Viv Ahmun, In-volve’s Chief Officer since 1990, has stood down from his post as CEO in order to take up a role as an independent consultant and pursue other interests. Viv will not be saying goodbye to In-volve because he will continue to provide the organisation with consultancy services. We say thank you to him for his leadership through 17 years of steady growth and look forward to a prosperous relationship with him in the future.
In-volve will be using the next few months to undertake some re-structuring and realignment and there are exciting developments in the pipeline. In the immediate future the organisation will be led by its founder and Deputy CEO, Colin Cripps. In a letter to the organisation’s staff, Colin said:
“Times of change like this present us with unique moments for reflection and re-evaluation. We feel unsettled, a sense of loss, when people move on but this also spurs us to look ahead with clear eyes. Change is always with us and we have to embrace it, not fear it.
2008/9 has been a time of huge challenge for In-volve and 2009/10 will present us with even greater challenges. We have seen the beginnings of the reshaping of young people’s drugs services in England. DAATs are handing over commissioning powers to Children’s services, budgets are no longer ring-fenced and there is a wide variation in the shape and nature of services now being commissioned. The focus on how our core business meshes with work with people involved in crime, gangs and dealing will become greater as our inner cities and already poor estates feel the bite of recession.
The role of the charity sector in providing services to government is changing and demand for our services is likely to increase at a time when budgets are no longer growing: many DAATs are being expected to make reductions in adult drugs services budgets. It is our responsibility to continue to argue for the type and level of service provision we know our clients need while at the same time understanding the business context in which we operate, providing value for money, and providing quality management and care.
We are likely to see big changes in the number and range of organisations providing drugs services in the future. Everybody has to be cost-efficient, especially when that money is in short supply in a competitive tendering environment. We have already seen the beginnings of a consolidation of the sector through mergers of like-minded smaller organisations who wish to continue to be able to compete with the big nationals like Turning Point and CRI. New partnerships and patterns of company organisation are the order of the day.

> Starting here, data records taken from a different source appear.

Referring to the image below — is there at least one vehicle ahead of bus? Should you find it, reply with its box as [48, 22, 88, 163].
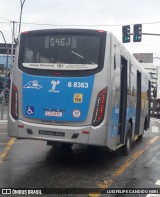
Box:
[8, 29, 150, 153]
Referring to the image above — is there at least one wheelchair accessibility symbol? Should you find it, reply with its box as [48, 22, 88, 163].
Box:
[26, 106, 34, 115]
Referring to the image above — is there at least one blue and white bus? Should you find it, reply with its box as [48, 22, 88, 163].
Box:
[8, 29, 150, 153]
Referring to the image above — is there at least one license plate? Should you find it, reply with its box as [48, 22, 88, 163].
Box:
[39, 130, 65, 137]
[45, 111, 63, 117]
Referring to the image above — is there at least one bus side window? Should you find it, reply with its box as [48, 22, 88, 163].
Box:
[114, 55, 116, 70]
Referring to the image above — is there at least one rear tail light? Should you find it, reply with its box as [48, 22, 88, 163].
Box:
[92, 88, 107, 126]
[11, 84, 18, 120]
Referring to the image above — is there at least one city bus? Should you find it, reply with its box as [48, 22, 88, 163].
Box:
[8, 29, 150, 154]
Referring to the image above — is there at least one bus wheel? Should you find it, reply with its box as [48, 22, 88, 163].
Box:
[123, 123, 132, 155]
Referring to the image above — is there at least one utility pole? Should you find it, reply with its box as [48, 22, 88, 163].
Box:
[19, 0, 25, 33]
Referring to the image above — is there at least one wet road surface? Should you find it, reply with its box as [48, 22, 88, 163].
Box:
[0, 117, 160, 197]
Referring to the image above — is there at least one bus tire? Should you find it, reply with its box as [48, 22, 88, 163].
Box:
[123, 123, 132, 155]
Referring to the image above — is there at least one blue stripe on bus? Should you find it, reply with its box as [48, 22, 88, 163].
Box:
[110, 107, 136, 136]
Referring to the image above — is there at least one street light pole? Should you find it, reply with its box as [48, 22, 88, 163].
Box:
[19, 0, 25, 33]
[0, 31, 9, 120]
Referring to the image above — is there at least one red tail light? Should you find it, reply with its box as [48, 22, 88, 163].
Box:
[11, 84, 18, 120]
[92, 88, 107, 126]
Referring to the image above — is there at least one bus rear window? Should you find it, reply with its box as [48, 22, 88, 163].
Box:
[22, 34, 101, 71]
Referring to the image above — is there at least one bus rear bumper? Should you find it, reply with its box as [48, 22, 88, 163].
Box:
[8, 118, 106, 146]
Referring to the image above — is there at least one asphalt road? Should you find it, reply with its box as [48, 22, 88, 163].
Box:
[0, 119, 160, 197]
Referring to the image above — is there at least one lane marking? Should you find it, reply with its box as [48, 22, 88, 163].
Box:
[88, 136, 160, 197]
[0, 138, 16, 163]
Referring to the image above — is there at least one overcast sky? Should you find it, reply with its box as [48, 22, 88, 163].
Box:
[0, 0, 160, 63]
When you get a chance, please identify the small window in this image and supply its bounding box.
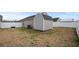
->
[11,26,15,28]
[27,25,32,29]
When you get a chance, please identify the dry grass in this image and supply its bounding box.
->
[0,28,77,47]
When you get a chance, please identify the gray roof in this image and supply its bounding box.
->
[20,14,59,22]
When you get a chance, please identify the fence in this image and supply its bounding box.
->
[76,21,79,36]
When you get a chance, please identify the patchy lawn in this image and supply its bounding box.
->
[0,28,78,47]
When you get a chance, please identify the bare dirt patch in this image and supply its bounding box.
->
[0,28,77,47]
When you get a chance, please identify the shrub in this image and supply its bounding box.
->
[76,36,79,46]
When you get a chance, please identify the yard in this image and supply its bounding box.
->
[0,28,78,47]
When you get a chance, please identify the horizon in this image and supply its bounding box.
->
[0,12,79,21]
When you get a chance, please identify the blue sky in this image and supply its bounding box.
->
[0,12,79,21]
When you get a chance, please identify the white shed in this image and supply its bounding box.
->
[33,13,53,31]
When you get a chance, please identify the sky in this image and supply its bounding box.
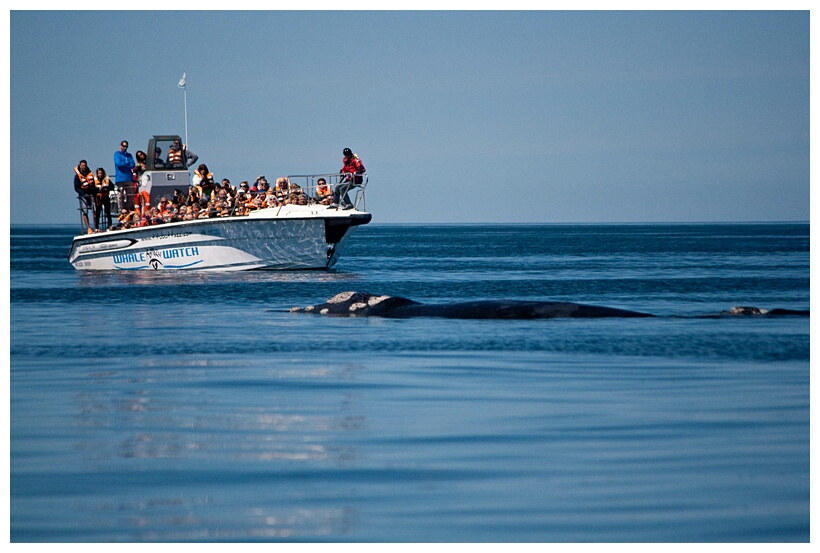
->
[8,10,810,225]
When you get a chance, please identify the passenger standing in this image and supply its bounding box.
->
[114,140,136,209]
[333,148,366,209]
[166,138,199,167]
[316,177,333,205]
[74,159,94,234]
[133,150,151,216]
[94,167,113,231]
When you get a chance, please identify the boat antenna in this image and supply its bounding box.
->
[177,71,188,148]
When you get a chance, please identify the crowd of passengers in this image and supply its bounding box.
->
[74,139,365,233]
[113,169,333,229]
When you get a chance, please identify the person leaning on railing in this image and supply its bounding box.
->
[74,159,94,234]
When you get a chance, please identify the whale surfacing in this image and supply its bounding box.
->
[290,292,654,319]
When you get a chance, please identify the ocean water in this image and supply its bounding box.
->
[9,224,810,542]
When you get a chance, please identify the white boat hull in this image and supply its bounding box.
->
[68,206,371,271]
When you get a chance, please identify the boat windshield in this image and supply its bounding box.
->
[152,137,187,169]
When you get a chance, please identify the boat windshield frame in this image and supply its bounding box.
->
[145,134,188,171]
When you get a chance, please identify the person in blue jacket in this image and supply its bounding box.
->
[114,140,135,211]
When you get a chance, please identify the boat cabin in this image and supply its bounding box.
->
[139,135,191,205]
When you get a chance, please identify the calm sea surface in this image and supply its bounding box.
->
[10,224,810,542]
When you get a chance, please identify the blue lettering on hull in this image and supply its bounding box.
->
[112,246,202,271]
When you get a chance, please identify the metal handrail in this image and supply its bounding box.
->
[287,173,369,209]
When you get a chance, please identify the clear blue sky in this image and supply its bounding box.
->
[10,11,810,224]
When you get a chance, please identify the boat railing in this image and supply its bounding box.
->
[77,184,127,234]
[287,173,369,211]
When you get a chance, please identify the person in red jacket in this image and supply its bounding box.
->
[333,148,366,209]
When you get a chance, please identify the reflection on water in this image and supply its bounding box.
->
[17,357,366,541]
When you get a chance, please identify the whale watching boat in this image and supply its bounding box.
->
[68,135,372,271]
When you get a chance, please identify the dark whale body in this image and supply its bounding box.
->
[291,292,654,319]
[290,292,810,319]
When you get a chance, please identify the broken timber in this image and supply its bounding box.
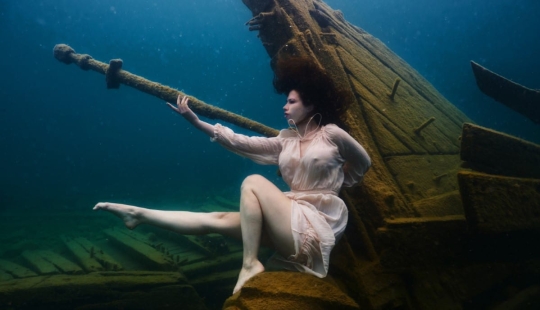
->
[0,271,206,310]
[461,123,540,179]
[53,44,278,137]
[104,229,178,270]
[471,61,540,124]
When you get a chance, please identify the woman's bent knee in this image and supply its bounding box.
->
[242,174,268,189]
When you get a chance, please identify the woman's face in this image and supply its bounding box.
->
[283,90,313,125]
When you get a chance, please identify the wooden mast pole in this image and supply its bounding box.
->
[53,44,279,137]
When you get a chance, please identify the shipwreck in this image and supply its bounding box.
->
[0,0,540,309]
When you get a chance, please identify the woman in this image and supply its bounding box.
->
[94,58,371,293]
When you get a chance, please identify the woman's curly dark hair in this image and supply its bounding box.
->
[273,57,347,129]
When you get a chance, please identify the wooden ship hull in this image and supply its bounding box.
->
[237,0,540,309]
[4,0,540,309]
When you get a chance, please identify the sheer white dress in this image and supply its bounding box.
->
[212,124,371,278]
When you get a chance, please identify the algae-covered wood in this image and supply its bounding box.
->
[244,0,469,226]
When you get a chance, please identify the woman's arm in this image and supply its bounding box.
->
[167,96,281,165]
[167,95,214,138]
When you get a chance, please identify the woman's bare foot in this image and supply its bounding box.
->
[233,260,264,295]
[93,202,141,229]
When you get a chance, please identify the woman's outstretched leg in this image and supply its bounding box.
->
[94,202,242,239]
[233,175,295,294]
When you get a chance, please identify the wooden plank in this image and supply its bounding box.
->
[386,155,461,202]
[0,271,207,310]
[458,171,540,234]
[461,123,540,179]
[36,250,84,274]
[182,252,243,278]
[21,250,60,275]
[104,229,178,270]
[377,215,469,271]
[60,236,103,272]
[0,259,37,278]
[471,61,540,124]
[74,237,124,270]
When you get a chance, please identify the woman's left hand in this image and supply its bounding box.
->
[167,95,199,123]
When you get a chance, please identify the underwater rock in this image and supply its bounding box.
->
[223,272,360,310]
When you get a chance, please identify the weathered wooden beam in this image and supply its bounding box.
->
[60,236,104,272]
[0,259,37,278]
[471,61,540,124]
[35,250,84,274]
[21,250,60,275]
[461,123,540,179]
[104,229,178,270]
[54,44,279,137]
[0,271,207,310]
[74,237,124,270]
[377,215,468,271]
[458,171,540,234]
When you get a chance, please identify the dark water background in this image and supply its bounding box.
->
[0,0,540,210]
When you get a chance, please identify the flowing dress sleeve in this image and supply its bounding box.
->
[210,124,282,165]
[326,125,371,187]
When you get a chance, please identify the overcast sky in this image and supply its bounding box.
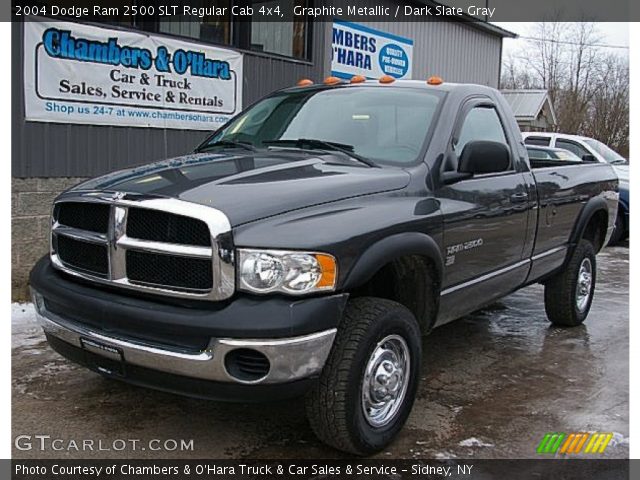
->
[493,22,629,56]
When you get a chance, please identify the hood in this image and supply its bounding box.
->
[72,149,410,226]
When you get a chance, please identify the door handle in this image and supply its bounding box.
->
[509,192,529,203]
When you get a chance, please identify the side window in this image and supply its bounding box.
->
[556,138,589,159]
[527,148,551,160]
[454,106,508,157]
[524,137,551,147]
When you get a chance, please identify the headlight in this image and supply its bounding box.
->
[238,249,337,295]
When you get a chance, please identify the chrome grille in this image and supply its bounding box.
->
[51,192,235,300]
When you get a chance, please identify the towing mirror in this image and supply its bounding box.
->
[458,140,511,175]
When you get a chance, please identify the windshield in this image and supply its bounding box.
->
[584,138,627,163]
[205,86,444,165]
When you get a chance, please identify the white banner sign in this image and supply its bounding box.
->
[331,20,413,80]
[24,22,242,130]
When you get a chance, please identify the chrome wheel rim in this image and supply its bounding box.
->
[361,335,411,427]
[576,258,593,312]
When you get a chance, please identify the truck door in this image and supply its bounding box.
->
[436,97,535,322]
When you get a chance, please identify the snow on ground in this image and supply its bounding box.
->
[458,437,494,447]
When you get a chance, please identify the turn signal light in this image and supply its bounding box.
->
[315,253,337,288]
[323,77,342,85]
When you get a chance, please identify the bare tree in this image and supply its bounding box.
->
[501,22,629,155]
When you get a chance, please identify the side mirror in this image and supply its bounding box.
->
[458,140,511,175]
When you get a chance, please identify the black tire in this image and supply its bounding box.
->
[608,212,625,246]
[544,239,596,327]
[306,297,422,455]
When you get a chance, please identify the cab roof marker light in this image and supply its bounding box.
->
[322,77,342,85]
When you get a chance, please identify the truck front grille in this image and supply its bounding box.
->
[127,250,213,290]
[51,193,235,300]
[55,235,109,277]
[127,208,211,247]
[53,202,110,234]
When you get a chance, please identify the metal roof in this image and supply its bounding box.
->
[501,90,557,124]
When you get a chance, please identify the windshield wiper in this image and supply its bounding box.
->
[196,140,257,153]
[262,138,378,168]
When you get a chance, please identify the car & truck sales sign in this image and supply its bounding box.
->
[331,20,413,79]
[24,21,242,130]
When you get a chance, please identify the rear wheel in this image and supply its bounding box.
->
[306,297,421,455]
[544,239,596,327]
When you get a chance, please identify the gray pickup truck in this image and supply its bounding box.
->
[31,78,618,455]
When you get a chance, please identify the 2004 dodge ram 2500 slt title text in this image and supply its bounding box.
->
[30,81,618,455]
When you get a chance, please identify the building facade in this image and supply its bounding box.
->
[11,0,511,299]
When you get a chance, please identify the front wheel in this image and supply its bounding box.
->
[306,297,421,455]
[544,239,596,327]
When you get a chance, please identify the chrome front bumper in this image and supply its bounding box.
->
[32,291,336,385]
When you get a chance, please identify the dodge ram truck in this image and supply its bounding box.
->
[30,77,618,455]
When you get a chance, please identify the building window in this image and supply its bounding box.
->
[250,0,309,59]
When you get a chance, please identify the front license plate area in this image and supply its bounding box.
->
[80,338,124,377]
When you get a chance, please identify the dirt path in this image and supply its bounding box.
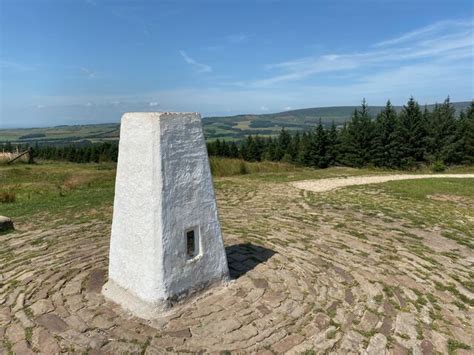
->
[292,174,474,192]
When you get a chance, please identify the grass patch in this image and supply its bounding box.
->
[448,339,471,354]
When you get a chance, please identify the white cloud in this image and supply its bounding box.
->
[0,59,36,72]
[179,50,212,73]
[374,20,473,47]
[79,67,97,79]
[226,33,253,43]
[243,17,474,87]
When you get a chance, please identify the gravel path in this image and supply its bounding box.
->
[292,174,474,192]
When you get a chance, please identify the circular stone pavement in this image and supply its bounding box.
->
[0,179,474,354]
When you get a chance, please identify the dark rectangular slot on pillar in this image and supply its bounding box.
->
[186,229,196,259]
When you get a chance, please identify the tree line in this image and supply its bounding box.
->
[208,98,474,169]
[0,98,474,169]
[0,142,118,163]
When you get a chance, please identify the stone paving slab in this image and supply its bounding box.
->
[0,183,474,354]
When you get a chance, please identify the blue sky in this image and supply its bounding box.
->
[0,0,474,128]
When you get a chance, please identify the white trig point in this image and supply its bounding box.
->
[102,112,229,319]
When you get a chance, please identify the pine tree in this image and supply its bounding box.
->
[310,120,328,169]
[372,100,400,168]
[426,97,457,163]
[327,121,339,166]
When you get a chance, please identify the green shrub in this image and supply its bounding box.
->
[0,191,16,203]
[431,160,446,173]
[239,160,249,175]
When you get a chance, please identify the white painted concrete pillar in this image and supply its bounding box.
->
[102,112,229,319]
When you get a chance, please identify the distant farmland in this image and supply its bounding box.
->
[0,101,470,145]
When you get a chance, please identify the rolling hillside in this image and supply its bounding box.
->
[0,101,470,144]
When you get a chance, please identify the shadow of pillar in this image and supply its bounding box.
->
[225,243,276,279]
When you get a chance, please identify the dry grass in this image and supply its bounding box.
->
[210,157,301,177]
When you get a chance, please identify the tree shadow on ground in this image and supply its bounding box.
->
[225,243,276,279]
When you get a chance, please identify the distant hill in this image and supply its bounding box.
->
[0,101,471,144]
[203,101,471,139]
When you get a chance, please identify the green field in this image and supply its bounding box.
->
[0,102,470,144]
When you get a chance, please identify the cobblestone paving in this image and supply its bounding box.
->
[0,179,474,354]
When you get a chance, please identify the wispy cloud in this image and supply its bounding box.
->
[243,20,474,87]
[179,50,212,73]
[0,59,36,71]
[79,67,97,79]
[374,20,474,47]
[226,33,253,44]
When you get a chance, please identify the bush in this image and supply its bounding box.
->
[239,160,249,175]
[0,191,16,203]
[431,160,446,173]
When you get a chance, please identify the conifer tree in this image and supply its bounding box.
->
[372,100,400,168]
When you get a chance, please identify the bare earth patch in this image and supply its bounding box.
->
[0,174,474,355]
[292,174,474,192]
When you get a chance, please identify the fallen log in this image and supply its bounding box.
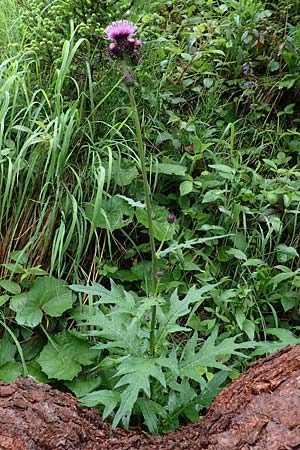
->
[0,345,300,450]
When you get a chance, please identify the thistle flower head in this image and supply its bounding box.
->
[105,20,137,42]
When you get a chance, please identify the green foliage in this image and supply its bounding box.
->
[71,282,255,432]
[21,0,127,70]
[10,277,72,328]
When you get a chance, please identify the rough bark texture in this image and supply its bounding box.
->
[0,346,300,450]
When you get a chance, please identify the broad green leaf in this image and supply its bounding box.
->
[179,180,194,197]
[0,361,23,382]
[10,276,72,328]
[0,336,17,367]
[155,163,187,176]
[116,194,146,208]
[111,159,139,186]
[0,280,21,294]
[0,294,10,306]
[276,244,299,262]
[37,331,97,380]
[242,319,255,341]
[85,195,134,232]
[202,189,226,203]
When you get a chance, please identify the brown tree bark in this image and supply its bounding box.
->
[0,345,300,450]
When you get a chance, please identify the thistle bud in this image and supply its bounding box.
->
[108,42,120,58]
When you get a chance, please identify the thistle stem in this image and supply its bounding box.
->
[123,74,157,358]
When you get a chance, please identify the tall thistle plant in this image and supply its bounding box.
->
[68,20,253,433]
[105,20,159,357]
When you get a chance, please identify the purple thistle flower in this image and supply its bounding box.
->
[105,20,137,42]
[243,63,254,75]
[107,42,120,58]
[244,81,257,89]
[123,73,135,87]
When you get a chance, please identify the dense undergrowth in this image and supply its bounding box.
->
[0,0,300,432]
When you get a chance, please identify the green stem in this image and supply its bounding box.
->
[123,66,157,358]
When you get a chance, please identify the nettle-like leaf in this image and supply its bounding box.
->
[85,195,133,232]
[135,206,177,241]
[112,357,166,428]
[179,328,257,383]
[84,310,147,356]
[37,331,97,380]
[157,284,218,345]
[10,276,73,328]
[71,281,152,356]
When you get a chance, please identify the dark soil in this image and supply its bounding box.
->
[0,345,300,450]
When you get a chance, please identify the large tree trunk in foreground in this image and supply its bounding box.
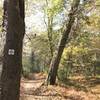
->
[47,0,80,85]
[0,0,25,100]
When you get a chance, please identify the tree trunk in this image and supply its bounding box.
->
[0,0,25,100]
[47,0,80,85]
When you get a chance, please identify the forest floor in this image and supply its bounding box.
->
[20,73,100,100]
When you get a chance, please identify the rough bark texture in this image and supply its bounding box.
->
[47,0,80,85]
[0,0,25,100]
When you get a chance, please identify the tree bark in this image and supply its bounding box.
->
[0,0,25,100]
[47,0,80,85]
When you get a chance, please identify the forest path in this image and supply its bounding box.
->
[20,73,100,100]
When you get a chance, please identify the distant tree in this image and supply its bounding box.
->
[0,0,25,100]
[47,0,80,85]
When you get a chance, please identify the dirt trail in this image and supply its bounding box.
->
[21,74,100,100]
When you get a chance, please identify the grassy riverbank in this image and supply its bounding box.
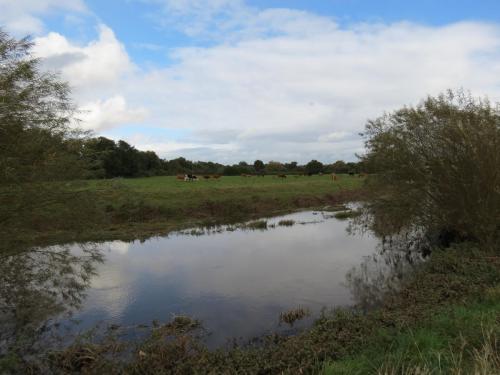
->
[0,175,364,248]
[11,244,500,374]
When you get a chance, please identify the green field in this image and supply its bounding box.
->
[4,175,364,244]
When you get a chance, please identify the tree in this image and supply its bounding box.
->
[253,160,266,172]
[266,160,285,173]
[362,91,500,248]
[305,160,323,174]
[0,30,85,184]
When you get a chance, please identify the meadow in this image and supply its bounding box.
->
[1,175,364,248]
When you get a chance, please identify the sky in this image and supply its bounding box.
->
[0,0,500,163]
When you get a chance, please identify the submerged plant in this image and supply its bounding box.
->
[244,220,267,230]
[280,307,311,327]
[278,220,295,227]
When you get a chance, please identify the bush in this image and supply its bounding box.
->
[363,91,500,248]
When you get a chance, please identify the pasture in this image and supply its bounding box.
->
[77,175,364,242]
[3,175,364,250]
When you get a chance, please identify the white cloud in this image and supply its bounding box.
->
[0,0,87,35]
[79,95,148,130]
[33,25,148,131]
[33,25,134,90]
[120,17,500,161]
[17,0,500,162]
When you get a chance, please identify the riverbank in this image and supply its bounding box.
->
[0,175,364,248]
[2,243,494,374]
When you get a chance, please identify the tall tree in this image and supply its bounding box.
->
[0,30,84,184]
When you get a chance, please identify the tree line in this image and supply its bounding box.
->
[80,137,362,178]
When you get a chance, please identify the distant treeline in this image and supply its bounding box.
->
[82,137,363,178]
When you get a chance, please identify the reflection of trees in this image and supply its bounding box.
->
[346,232,423,311]
[0,246,104,353]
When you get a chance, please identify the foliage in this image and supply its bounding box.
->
[0,30,86,185]
[253,160,265,172]
[363,91,500,244]
[305,160,323,174]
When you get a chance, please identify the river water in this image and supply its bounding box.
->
[0,211,422,347]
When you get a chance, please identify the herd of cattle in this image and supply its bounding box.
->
[176,173,366,181]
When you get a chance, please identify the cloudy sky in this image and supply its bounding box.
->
[0,0,500,163]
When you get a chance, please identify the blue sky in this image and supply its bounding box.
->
[0,0,500,162]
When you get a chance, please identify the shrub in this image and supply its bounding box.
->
[363,91,500,248]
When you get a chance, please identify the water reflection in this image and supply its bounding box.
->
[346,232,424,312]
[0,211,422,354]
[0,245,104,354]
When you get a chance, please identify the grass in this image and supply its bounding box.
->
[333,210,359,220]
[243,220,267,230]
[322,296,500,375]
[278,220,295,227]
[0,175,364,246]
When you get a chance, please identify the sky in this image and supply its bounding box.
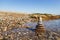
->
[0,0,60,15]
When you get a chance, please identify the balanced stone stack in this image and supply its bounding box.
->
[35,17,46,40]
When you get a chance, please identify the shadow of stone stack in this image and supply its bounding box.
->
[35,17,46,40]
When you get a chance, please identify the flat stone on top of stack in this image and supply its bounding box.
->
[35,17,45,34]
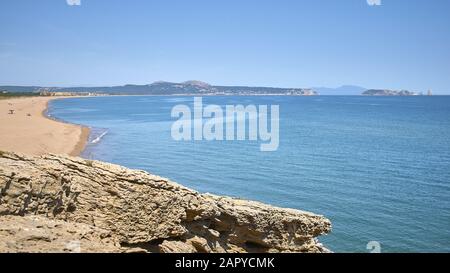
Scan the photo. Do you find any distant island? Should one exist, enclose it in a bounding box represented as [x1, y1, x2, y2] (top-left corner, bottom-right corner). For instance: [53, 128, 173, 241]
[362, 89, 421, 96]
[0, 81, 318, 96]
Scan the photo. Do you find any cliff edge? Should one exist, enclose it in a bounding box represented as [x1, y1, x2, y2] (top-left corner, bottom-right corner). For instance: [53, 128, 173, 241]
[0, 152, 331, 253]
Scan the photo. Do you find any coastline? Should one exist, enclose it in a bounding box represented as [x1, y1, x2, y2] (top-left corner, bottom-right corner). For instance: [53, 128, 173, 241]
[0, 97, 90, 156]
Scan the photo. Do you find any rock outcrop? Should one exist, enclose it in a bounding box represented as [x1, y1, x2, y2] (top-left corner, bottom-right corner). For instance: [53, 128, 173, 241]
[0, 152, 331, 253]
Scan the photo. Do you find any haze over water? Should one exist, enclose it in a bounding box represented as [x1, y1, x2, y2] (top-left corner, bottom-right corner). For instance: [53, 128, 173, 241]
[49, 96, 450, 252]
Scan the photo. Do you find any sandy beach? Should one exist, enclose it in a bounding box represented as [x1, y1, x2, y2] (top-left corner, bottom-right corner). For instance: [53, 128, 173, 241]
[0, 97, 89, 156]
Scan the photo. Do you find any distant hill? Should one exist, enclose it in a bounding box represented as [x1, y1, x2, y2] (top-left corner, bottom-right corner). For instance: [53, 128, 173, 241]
[0, 81, 317, 95]
[313, 85, 367, 96]
[362, 89, 419, 96]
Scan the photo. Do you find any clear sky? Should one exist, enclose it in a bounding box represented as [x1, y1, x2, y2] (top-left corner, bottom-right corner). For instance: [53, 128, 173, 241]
[0, 0, 450, 94]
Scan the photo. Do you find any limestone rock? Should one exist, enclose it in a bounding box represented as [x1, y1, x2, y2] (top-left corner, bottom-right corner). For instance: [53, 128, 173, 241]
[0, 152, 331, 252]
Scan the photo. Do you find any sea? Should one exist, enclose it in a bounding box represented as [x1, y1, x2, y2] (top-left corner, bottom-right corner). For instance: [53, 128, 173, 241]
[48, 96, 450, 253]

This is a time to recognise and reassert our strengths: our real commitment to our clients and their communities; the values of learning, personal development and individual growth that we help build in our clients; our insistence on seeing the positive in people, in seeing them as people with potential as well as with problems; our refusal to think that services can’t be improved; our ability to see beyond individual symptoms to new and broader solutions.
Since 1987, when I and a handful of other people in Newham saw the need for a service for drug users in the borough and that it had to meet the needs of diverse communities and ages, the one thing that kept us growing was the belief that we could do it better than the rest and our desire to prove it to our clients and the authorities. We still have that belief and for that I thank our whole workforce and know that we will all grow stronger together through this period of change.”